COP 29 has reinforced the long-held suspicion that developed countries are shying away from their responsibilities. At the COP 29, the developing countries were bitterly disappointed. What was agreed upon was:-

  • Triple the finance to developing countries, from the previous goal of USD 100 billion annually to USD 300 billion annually by 2035.
  • Secure efforts of all actors to work together to scale up finance to developing countries, from public and private sources to the amount of USD 1.3 trillion per year by 2035. These are known formally as the New Collective Quantified Goal on Climate Finance (NCQG),
  • The language itself leaves room for considerable uncertainty. No one can guarantee that these goals, insufficient as they are, can be met.

While the US commitment to climate change is doubtful, Europe has been at the forefront of climate action. Trump, ever a climate skeptic, may take the US out of the Paris Climate Agreement once again. That will deliver a blow to climate change cause.

In 2008, the EU had agreed to bring down emissions by 20 percent from 1990 level. They claim that this goal was achieved three years ahead of time. In 2014, they announced a target of 40 percent reduction by 2030. In 2020, they scaled up their ambition by 55 percent by 2030. On paper, this seems impressive. But what is the reality? After the Russia-Ukraine war, some of them have restarted the thermal power plants.

The EU claims that their total contribution to climate finance amounted to Euro 23 billion in 2021 and 28 billion in 2023. This amount was given to developing countries. Grant Based Finance is about 50 percent. Can this claim be verified?
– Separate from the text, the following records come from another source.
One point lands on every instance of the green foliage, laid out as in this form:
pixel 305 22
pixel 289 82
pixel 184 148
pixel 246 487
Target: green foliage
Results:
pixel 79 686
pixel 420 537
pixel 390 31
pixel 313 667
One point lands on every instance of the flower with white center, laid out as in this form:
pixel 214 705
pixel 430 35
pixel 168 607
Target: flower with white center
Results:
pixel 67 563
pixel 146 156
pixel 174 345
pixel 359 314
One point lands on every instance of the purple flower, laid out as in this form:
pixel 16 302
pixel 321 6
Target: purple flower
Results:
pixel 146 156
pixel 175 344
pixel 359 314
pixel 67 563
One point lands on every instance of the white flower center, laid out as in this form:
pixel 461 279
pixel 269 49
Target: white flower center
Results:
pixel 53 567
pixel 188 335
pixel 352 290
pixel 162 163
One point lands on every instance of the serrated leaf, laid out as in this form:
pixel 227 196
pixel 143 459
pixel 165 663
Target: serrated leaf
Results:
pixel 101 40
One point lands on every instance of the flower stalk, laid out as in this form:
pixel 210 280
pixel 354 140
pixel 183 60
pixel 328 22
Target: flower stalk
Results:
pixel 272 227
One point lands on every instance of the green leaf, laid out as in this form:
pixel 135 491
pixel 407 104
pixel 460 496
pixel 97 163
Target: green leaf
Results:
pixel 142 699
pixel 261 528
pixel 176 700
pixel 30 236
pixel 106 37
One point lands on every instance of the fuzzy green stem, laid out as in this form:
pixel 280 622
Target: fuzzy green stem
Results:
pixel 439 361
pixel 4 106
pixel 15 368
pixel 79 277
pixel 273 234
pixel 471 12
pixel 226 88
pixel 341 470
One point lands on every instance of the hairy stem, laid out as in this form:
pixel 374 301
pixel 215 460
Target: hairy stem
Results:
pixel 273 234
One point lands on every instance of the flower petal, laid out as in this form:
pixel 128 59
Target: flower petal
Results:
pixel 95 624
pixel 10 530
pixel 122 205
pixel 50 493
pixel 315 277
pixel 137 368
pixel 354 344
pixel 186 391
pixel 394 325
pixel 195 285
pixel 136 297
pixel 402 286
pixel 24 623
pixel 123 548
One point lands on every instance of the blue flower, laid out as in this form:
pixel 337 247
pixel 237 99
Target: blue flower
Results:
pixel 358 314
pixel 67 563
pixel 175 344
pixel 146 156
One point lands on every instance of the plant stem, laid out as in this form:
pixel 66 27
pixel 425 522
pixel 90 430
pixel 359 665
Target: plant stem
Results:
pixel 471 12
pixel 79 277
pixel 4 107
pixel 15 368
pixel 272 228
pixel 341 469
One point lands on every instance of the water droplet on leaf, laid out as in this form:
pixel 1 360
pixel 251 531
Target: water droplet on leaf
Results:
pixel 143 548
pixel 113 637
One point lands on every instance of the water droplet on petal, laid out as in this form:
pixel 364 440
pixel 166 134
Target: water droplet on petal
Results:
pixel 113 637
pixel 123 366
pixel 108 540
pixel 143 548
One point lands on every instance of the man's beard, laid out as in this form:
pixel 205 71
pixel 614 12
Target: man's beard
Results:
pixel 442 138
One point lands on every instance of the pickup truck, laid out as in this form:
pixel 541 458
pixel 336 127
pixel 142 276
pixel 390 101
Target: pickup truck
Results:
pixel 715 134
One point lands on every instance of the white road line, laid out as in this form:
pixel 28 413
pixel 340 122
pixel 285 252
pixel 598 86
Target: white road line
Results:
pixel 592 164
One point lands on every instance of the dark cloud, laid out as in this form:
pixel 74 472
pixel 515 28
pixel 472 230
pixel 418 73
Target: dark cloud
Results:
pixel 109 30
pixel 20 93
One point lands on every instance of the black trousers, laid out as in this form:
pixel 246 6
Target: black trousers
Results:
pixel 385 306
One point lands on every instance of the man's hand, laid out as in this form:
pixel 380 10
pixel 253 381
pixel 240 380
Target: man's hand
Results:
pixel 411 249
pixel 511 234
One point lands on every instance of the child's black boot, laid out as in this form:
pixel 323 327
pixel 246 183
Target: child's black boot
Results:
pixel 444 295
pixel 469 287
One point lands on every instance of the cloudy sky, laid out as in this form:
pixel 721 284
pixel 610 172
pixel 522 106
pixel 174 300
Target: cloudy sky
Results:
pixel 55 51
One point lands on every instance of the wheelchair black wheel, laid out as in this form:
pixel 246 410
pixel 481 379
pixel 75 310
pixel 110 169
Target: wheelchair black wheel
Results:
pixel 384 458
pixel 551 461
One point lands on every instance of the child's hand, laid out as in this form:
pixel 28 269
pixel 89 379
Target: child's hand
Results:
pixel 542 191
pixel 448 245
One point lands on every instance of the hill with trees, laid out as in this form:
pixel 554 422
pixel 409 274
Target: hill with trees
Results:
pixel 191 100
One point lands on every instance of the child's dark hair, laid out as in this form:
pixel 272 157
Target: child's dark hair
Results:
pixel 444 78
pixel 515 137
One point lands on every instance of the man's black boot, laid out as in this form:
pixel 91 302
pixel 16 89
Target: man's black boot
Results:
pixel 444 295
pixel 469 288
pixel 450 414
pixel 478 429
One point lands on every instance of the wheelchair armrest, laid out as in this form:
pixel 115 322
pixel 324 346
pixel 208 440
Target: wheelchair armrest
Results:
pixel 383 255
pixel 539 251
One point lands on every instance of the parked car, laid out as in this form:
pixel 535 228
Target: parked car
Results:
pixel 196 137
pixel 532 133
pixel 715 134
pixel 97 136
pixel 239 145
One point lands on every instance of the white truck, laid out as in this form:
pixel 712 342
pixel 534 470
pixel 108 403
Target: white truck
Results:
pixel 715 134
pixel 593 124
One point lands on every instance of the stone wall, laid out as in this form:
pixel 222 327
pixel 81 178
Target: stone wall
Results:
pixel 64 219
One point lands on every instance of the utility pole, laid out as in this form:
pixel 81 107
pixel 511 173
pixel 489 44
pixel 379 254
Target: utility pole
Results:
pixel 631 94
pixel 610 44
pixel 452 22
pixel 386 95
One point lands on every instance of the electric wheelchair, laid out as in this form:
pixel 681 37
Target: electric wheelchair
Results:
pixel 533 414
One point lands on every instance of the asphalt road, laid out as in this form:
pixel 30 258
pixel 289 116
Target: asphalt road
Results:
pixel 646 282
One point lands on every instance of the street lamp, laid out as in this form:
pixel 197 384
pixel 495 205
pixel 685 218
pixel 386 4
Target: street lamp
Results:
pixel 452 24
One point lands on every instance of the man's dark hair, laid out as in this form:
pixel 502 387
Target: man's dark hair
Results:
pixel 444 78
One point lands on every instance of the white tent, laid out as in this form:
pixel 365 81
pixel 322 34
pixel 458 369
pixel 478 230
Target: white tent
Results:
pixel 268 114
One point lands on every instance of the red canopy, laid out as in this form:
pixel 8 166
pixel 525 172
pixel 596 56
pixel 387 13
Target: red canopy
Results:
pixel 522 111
However, European policies with respect to developing countries are not necessarily helpful. The Carbon Border Adjustment Mechanism (CBAM), for instance, will have an adverse impact on the Indian economy.

It also appears that Europe is losing out to China in terms of clean energy investments.

According to the Global Landscape of Climate Finance report, the average annual climate finance reached USD 1.3 trillion in 2021-22, double of 2019-20 level. These represent only about 1 percent of the global GDP.

Investments in Clean Energy

The International Energy Agency (IEA) reported that global energy investment is set to exceed $3 trillion for the first time in 2024, with $2 trillion going to clean energy technologies and infrastructure. There are major imbalances in investment, for instance, and Emerging Market and Developing Economies (EMDE) outside China account for only around 15% of global clean energy spending.

Solar PV Supply Chain

China’s share in all the manufacturing stages of solar panels (such as polysilicon, ingots, wafers, cells and modules) exceeds 80%. This is more than double China’s share of global PV demand.

Global solar PV manufacturing capacity has increasingly moved from Europe, Japan and the United States to China over the last decade. China has invested over USD 50 billion in new PV supply capacity – ten times more than Europe.

Europe is responsible for over one-quarter of global EV assembly, but it is home to very little of the supply chain apart from cobalt processing at 20%.

China leads in terms of committed hydrogen projects and could account for almost 70% of 2024 capacity.